From 1972 on he worked in permanent positions as 1st Kapellmeister at several Opera houses in West Germany and Hungary, served as permanent conductor of the Ballet National de Marseille "Roland Petit" with which he toured through Europe, was also invited by the Aterballetto and the Ballets of Bolshoi and Kremlin, worked as principal guest conductor of the Iceland Symphony Orchestra, as general music director of the Debrecen Philharmonic Orchestra and repeatedly as guest conductor of the Russian National Orchestra for concerts in Moscow and tours to the Volga cities and the Athens Festival.

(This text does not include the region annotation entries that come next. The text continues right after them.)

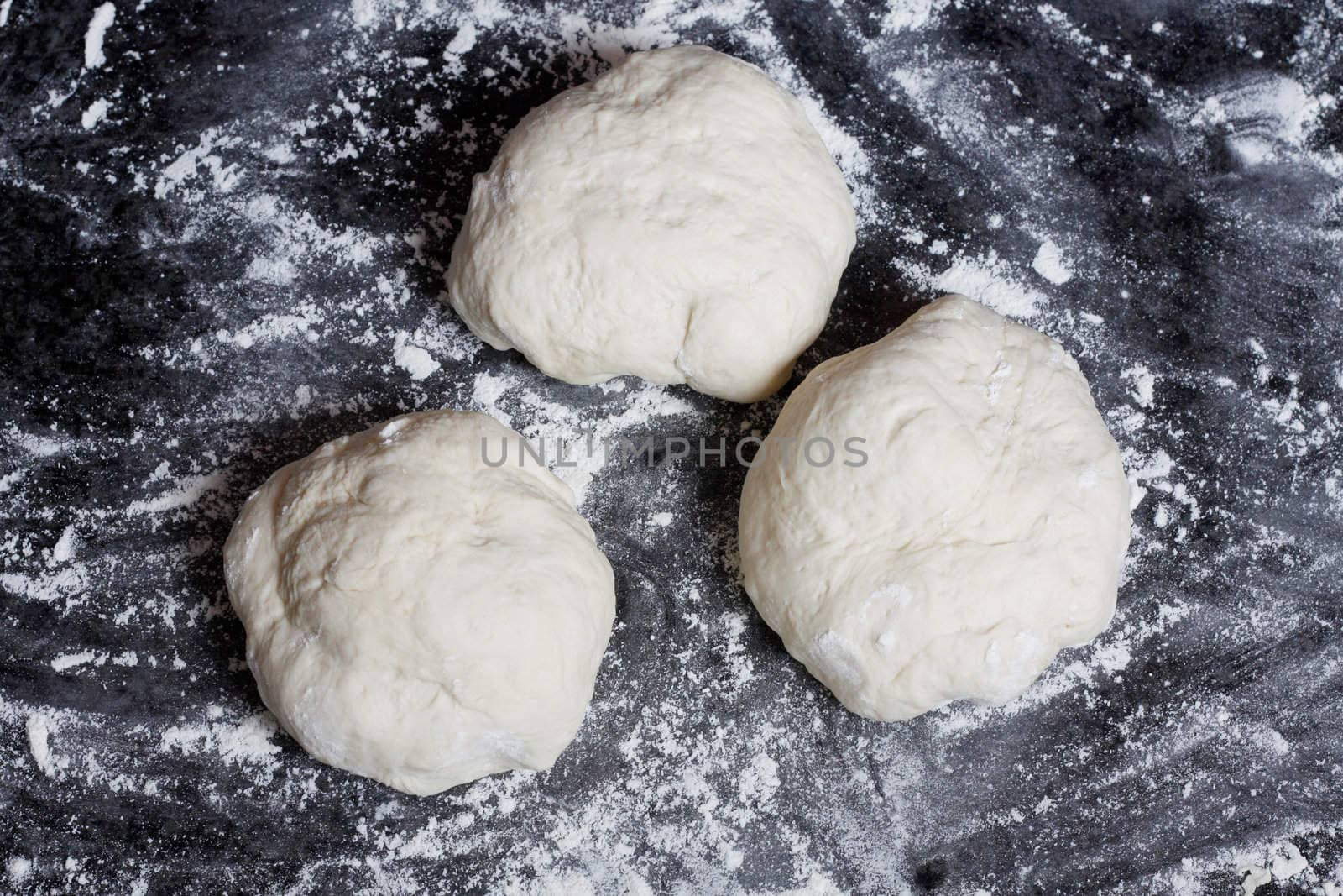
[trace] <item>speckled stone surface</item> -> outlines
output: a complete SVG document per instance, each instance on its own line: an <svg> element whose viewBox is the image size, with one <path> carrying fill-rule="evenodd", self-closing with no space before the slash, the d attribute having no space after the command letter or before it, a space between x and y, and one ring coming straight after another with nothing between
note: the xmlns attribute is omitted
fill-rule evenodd
<svg viewBox="0 0 1343 896"><path fill-rule="evenodd" d="M0 891L1340 892L1330 4L107 5L0 3ZM802 95L854 189L798 376L945 290L1078 357L1139 498L1115 623L1007 707L866 721L736 583L741 469L588 467L618 622L555 768L320 766L220 570L273 469L412 408L782 404L565 386L439 301L508 128L678 42Z"/></svg>

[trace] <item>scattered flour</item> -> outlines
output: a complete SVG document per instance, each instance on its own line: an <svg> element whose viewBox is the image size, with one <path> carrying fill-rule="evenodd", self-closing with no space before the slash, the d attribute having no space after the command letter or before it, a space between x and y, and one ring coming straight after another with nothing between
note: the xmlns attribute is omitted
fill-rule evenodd
<svg viewBox="0 0 1343 896"><path fill-rule="evenodd" d="M8 12L9 4L5 4L7 16ZM93 19L89 21L89 31L85 32L85 69L97 69L102 63L107 62L107 56L102 52L102 40L115 17L117 7L111 3L105 3L93 11ZM85 125L85 128L89 126L90 125Z"/></svg>

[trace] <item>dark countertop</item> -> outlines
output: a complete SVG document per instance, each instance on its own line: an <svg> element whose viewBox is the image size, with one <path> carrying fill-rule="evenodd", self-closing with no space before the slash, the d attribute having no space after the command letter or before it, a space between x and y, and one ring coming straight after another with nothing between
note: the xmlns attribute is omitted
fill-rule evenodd
<svg viewBox="0 0 1343 896"><path fill-rule="evenodd" d="M0 3L0 891L1340 892L1330 4L95 7ZM1078 357L1142 489L1115 623L1007 707L866 721L735 583L743 470L588 470L618 623L559 764L317 764L220 572L274 467L410 408L778 412L548 380L438 301L506 129L676 42L808 97L858 197L803 372L941 290Z"/></svg>

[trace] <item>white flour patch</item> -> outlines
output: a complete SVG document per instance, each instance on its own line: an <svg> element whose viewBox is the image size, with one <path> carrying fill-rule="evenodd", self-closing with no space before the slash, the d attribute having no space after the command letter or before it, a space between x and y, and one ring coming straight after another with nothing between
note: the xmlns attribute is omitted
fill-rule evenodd
<svg viewBox="0 0 1343 896"><path fill-rule="evenodd" d="M8 17L9 4L5 4L5 16ZM102 52L102 42L107 35L107 28L117 19L117 7L111 3L105 3L93 11L93 19L89 20L89 31L85 32L85 69L97 69L102 63L107 62L107 56ZM87 128L89 125L85 125Z"/></svg>
<svg viewBox="0 0 1343 896"><path fill-rule="evenodd" d="M1064 263L1062 251L1052 239L1046 239L1039 244L1039 251L1035 253L1035 261L1033 261L1030 266L1035 269L1037 274L1054 285L1066 283L1073 278L1073 273L1068 270L1068 265Z"/></svg>

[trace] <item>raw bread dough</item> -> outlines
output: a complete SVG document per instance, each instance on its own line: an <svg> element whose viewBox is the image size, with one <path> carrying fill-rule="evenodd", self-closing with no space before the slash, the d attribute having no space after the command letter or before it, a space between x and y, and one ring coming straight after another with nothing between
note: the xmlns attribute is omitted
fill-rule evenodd
<svg viewBox="0 0 1343 896"><path fill-rule="evenodd" d="M854 437L868 462L847 466ZM831 463L786 447L814 438ZM745 590L853 712L1006 701L1109 623L1128 484L1052 339L947 296L817 367L767 446L741 494Z"/></svg>
<svg viewBox="0 0 1343 896"><path fill-rule="evenodd" d="M854 244L806 113L708 47L629 56L533 109L475 177L449 301L551 376L779 388Z"/></svg>
<svg viewBox="0 0 1343 896"><path fill-rule="evenodd" d="M407 414L266 481L224 545L262 700L308 752L412 794L548 768L615 615L568 488L483 414ZM489 439L489 454L482 454ZM501 439L509 446L500 458Z"/></svg>

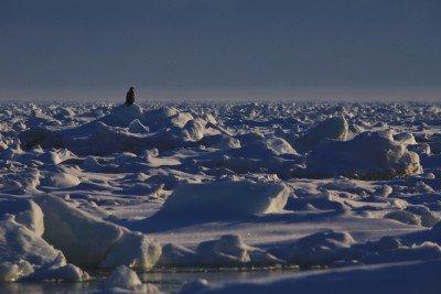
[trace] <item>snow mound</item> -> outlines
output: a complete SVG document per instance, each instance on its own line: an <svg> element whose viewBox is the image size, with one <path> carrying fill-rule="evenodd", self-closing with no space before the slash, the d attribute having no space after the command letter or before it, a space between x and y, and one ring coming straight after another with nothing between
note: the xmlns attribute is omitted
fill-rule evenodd
<svg viewBox="0 0 441 294"><path fill-rule="evenodd" d="M136 290L140 285L142 285L142 282L139 280L138 274L126 265L117 266L104 283L104 287L107 288L120 287Z"/></svg>
<svg viewBox="0 0 441 294"><path fill-rule="evenodd" d="M144 235L103 221L53 196L35 198L44 213L43 238L82 268L120 264L151 269L161 247Z"/></svg>
<svg viewBox="0 0 441 294"><path fill-rule="evenodd" d="M275 255L300 266L331 265L344 258L355 240L348 232L325 231L303 237L292 246L273 249Z"/></svg>
<svg viewBox="0 0 441 294"><path fill-rule="evenodd" d="M140 106L132 105L115 107L110 115L79 127L35 127L20 132L19 138L24 149L41 145L43 149L66 148L76 154L87 155L140 154L154 148L162 151L192 145L204 137L206 123L202 118L174 108L144 111ZM9 153L9 156L19 156L23 151L18 145Z"/></svg>
<svg viewBox="0 0 441 294"><path fill-rule="evenodd" d="M13 215L14 220L25 226L37 236L44 232L43 211L33 200L2 199L0 202L0 216Z"/></svg>
<svg viewBox="0 0 441 294"><path fill-rule="evenodd" d="M299 138L297 144L301 151L308 151L314 149L324 139L345 141L347 132L348 126L344 117L330 118Z"/></svg>
<svg viewBox="0 0 441 294"><path fill-rule="evenodd" d="M351 141L322 141L306 157L306 168L301 174L387 179L421 172L418 154L394 142L390 133L365 132Z"/></svg>
<svg viewBox="0 0 441 294"><path fill-rule="evenodd" d="M182 184L169 196L157 216L229 218L281 213L288 195L289 189L281 184Z"/></svg>
<svg viewBox="0 0 441 294"><path fill-rule="evenodd" d="M28 168L23 172L6 174L2 176L3 187L15 190L18 194L36 193L40 185L40 172L36 168Z"/></svg>
<svg viewBox="0 0 441 294"><path fill-rule="evenodd" d="M283 264L265 250L247 246L240 236L224 235L218 240L201 242L193 251L169 243L158 264L162 266L271 266Z"/></svg>

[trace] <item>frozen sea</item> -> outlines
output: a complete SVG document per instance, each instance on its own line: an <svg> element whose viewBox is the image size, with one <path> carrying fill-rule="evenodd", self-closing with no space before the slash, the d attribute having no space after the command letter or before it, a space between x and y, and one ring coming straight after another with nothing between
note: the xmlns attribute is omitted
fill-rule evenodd
<svg viewBox="0 0 441 294"><path fill-rule="evenodd" d="M441 105L0 104L1 293L440 293Z"/></svg>

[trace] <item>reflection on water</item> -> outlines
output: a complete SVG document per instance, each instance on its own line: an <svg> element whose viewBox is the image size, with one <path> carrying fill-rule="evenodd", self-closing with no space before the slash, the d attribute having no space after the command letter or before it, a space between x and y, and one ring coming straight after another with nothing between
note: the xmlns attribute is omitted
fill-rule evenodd
<svg viewBox="0 0 441 294"><path fill-rule="evenodd" d="M269 277L287 274L294 270L271 270L271 271L219 271L187 269L180 271L157 270L154 272L138 273L143 283L151 283L165 293L178 293L181 287L197 279L207 280L211 283L243 282L259 277ZM96 279L83 282L43 282L43 283L0 283L0 293L8 294L60 294L60 293L89 293L97 290L108 273L89 272Z"/></svg>

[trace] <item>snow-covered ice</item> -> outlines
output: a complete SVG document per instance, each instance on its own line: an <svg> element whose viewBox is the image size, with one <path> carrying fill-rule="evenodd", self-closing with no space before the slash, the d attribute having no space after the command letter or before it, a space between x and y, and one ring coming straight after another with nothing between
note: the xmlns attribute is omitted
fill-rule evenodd
<svg viewBox="0 0 441 294"><path fill-rule="evenodd" d="M196 269L269 277L182 294L438 293L439 109L2 104L0 292L106 271L90 291L175 293L141 273Z"/></svg>

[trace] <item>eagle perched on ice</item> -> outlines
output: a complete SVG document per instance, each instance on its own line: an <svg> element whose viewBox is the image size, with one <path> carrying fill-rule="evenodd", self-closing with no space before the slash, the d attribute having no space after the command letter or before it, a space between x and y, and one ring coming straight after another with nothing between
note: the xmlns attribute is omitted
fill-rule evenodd
<svg viewBox="0 0 441 294"><path fill-rule="evenodd" d="M135 88L130 87L129 91L126 95L126 105L130 106L135 102Z"/></svg>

Trikolidis was at the same time, from 1972, the permanent conductor and music director of the Thessaloniki State Symphony Orchestra for 38 years. As guest conductor he repeatedly conducted more than 140 orchestras in Europe, Australia, Russia and Japan, including: the Orchestre national de l'ORTF, the Russian National Orchestra, the Symphony Orchestras of Berlin, Nuremberg, Prague, Melbourne, the Symphony Orchestra of the Hungarian Radio and Television, the BBC National Orchestra of Wales, the Radio Symphony Orchestras of Hilversum, Sofia, Budapest, Belgrade, Bucharest, Lille, Athens and Moscow, the Budapest Philharmonic, Dresden Philharmonic, Yerevan Philharmonic, the Slovenian Philharmonic Orchestra, the Gulbenkian Orchestra in Lisbon, the George Enescu Philharmonic Orchestra, the Bruckner Orchestra Linz, the Graz Philharmonic, the Tonkünstler Orchestra in Vienna, the State Symphony Orchestra of Brandenburg in Berlin and the Athens State Orchestra.

He appeared at the festivals of Dresden, Paris, Budapest, Aix-en-Provence, Besançon, Athens, Vienna “Music Summer” and the “Dimitria festival” of Thessaloniki. He conducted in radio productions and TV concerts with ABC, BBC, ORTF, RAI, WDR, ORF, MRT, NRU, and a cycle of 12 TV concerts with the Hungarian television. He has recorded CDs with: a) the Budapest Philharmonic Orchestra (Hungaroton), Verdi – Overtures, b) the Gulbenkian Symphony Orchestra of Lisbon (Syrinx), Mozart – Piano Concertos with soloist Georges Pludermacher) with the Iceland Symphony Orchestra (S.C.U.), Works of Icelandic composers.

Trikolidis died on 20 January 2022, at the age of 74.